Types of Cyberattacks on Water Systems
A cyberattack is an attempt to compromise the function of an industrial control system (ICS) or enterprise systems or an attempt to track the online movements of individuals without their permission. Attacks of this type may be undetectable to the water utility or to the supervisory control and data acquisition (SCADA) system administrator but can lead to a total disruption of a water utility’s network.
The attacks may include:
- Denial of Service: Flooding a network or web server with false requests to crash or make the resource unavailable to its intended users
- Ransomware Attacks: The attacker locks/encrypts the ICS systems with malware and demands a ransom for it to be released
- Spyware: Monitors user activity
- Trojan Horse: Malicious file or programme that disguises itself as a genuine programme file
- Virus: Attaches to existing programmes, then replicates and spreads from one computer to another
- Worm: Malicious file that replicates itself and spreads to other computers
- Sniffer: Monitors information travelling over a network
- Key Loggers: Records and transmits keystrokes and transmits to the originator
- Phishing: Fake websites or e-mails that look genuine and fetch confidential personal data
How To Mitigate Cyber Risk
It is important to take immediate and decisive action to mitigate cyber risk. It is a serious challenge, but with prompt action and a well-coordinated response, it is possible to mitigate the risk and minimise the impact. Here’s a step-by-step process to deal with the situation:
- Identify the extent and nature of the problem as well as assess the potential impact on operations, customers and other stakeholders.

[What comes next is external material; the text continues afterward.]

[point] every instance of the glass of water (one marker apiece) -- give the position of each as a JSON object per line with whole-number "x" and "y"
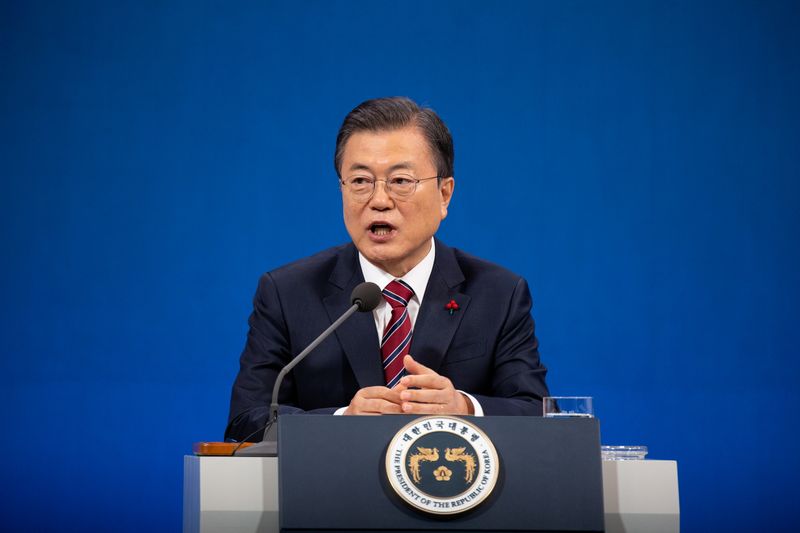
{"x": 568, "y": 407}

- Prioritise the most critical systems and operations to ensure that they are protected and restored as soon as possible.
- Communicate the situation to all relevant stakeholders, including customers, employees and local authorities. This helps to manage expectations and build trust.
- Consult cybersecurity experts to resolve issues and implement measures to prevent similar incidents from happening in the future.
Mitigating cyber risk requires a comprehensive and multi-layered approach that covers all aspects of a water utility’s operations. A robust cybersecurity programme should include measures to protect against cyber threats, detect and respond to incidents, and recover from any potential impact.
It is essential to have strong password policies and firewalls, but that’s just one aspect of a comprehensive cybersecurity programme. Other measures may include employee training, secure passwords, regular software updates, data backup and recovery plans, network segmentation, and risk assessments of third-party partners and vendors. Sensitive information, critical infrastructure and personal or customer data require protection.
By taking a strategic approach based on a comprehensive risk framework, water utilities can reduce the risk of cyber incidents and maintain the resiliency of their services for the benefit of the community.